John McClane’s true victory comes in the form of getting back his family — a theme recurrent if most, if not all, classic Christmas tales, says one expert.

It's not just about Nakatomi Plaza — Die Hard is about family, like all Christmas classics.

Screenshot / YouTube

It's not just about Nakatomi Plaza — Die Hard is about family, like all Christmas classics.

Yippee-ki-yay Calgary, it’s Christmas and that means another screening of the holiday classic, Die Hard.

Whether it’s big venues like Cineplex or local fan-driven events from Fifth Reel, December 2017 has already seen multiple screenings of the 1988 Bruce Willis classic.

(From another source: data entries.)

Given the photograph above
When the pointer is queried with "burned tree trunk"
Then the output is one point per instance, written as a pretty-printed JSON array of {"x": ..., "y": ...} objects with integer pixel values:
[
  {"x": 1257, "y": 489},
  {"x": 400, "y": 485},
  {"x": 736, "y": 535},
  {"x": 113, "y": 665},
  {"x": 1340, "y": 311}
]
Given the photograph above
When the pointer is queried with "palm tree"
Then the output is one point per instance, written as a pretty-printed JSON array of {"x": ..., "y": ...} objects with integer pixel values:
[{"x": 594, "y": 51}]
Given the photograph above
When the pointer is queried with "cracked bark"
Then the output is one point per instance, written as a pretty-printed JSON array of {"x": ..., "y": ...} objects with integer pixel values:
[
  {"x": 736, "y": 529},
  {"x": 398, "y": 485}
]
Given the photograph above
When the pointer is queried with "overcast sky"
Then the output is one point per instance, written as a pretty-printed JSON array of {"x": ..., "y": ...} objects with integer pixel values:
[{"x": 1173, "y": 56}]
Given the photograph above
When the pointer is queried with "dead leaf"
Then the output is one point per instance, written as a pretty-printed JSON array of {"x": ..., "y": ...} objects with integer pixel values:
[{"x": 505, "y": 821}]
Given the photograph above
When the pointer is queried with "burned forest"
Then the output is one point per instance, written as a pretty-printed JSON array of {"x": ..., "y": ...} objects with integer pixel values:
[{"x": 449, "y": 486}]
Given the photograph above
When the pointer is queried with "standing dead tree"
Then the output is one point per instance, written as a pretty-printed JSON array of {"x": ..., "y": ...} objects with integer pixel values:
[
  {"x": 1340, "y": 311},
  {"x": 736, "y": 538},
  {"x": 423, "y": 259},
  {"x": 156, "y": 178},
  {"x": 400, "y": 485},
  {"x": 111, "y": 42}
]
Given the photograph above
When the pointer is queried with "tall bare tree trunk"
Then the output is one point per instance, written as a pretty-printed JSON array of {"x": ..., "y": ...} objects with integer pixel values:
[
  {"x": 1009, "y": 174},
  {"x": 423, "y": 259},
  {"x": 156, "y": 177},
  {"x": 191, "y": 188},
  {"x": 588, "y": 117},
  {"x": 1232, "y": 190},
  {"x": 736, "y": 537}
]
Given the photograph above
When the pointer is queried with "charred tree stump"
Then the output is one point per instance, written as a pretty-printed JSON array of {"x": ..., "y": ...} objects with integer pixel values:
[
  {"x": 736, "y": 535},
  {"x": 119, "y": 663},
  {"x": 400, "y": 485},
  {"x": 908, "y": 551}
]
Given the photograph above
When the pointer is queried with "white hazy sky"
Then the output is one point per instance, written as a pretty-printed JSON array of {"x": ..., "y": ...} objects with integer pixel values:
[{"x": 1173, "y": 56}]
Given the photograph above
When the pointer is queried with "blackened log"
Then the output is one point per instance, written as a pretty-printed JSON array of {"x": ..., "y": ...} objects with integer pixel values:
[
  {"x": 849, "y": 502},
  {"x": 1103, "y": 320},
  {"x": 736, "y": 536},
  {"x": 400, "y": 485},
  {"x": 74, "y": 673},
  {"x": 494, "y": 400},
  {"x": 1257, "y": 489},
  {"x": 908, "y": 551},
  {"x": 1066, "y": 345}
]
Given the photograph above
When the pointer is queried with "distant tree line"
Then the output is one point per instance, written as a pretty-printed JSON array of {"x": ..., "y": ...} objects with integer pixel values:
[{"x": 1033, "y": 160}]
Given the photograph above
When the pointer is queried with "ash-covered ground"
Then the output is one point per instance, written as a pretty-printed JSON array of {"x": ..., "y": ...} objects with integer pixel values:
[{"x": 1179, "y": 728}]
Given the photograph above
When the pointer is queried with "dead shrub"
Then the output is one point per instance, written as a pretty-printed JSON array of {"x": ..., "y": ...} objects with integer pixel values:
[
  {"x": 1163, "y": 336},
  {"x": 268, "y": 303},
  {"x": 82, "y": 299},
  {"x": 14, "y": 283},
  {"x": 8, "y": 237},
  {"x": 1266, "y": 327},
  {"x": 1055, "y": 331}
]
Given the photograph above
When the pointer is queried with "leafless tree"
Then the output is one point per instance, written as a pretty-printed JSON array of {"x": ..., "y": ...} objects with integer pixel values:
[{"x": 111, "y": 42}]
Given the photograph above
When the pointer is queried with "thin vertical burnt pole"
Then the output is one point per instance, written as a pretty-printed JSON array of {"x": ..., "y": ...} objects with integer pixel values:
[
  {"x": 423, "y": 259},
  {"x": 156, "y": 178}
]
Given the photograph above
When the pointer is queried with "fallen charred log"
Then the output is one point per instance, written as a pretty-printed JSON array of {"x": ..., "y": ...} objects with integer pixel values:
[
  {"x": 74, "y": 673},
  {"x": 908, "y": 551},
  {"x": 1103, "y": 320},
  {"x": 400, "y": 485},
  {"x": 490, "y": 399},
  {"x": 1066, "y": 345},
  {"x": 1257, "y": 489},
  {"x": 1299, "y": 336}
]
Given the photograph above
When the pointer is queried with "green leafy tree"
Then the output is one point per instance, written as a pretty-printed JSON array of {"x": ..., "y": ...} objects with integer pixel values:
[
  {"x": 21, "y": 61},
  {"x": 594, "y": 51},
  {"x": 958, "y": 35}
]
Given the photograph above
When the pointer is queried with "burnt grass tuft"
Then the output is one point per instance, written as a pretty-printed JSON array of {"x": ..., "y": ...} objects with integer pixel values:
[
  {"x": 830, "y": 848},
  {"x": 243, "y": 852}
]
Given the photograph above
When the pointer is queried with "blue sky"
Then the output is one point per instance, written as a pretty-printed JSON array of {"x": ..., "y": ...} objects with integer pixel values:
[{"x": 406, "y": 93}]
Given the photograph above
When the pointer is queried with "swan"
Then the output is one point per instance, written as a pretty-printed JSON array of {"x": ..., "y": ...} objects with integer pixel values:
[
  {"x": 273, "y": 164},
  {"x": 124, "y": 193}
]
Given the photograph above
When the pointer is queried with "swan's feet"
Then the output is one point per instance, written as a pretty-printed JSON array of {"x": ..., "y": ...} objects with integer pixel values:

It’s hard to believe naysayers still exist that won’t acknowledge John McClane’s solitary mission as the Christmas tour-de-force of cinema that it is, but they’re out there, plotting to keep the most commercial of holidays strictly G-rated.

Fortunately, a couple of cinema-loving Calgarians are here to set the record straight.

When he’s not drumming the yuks on Kim’s Convenience, local actor Andrew Phung frequents Loose Moose to present his show Kill Hard – inspired by classic action movies.

It takes much more than a movie simply being set at Christmas time to qualify as a Christmas classic (otherwise we’d have to include flicks like Iron Man 3), but Phung argues that Die Hard has all the elements of a classic Christmas movie.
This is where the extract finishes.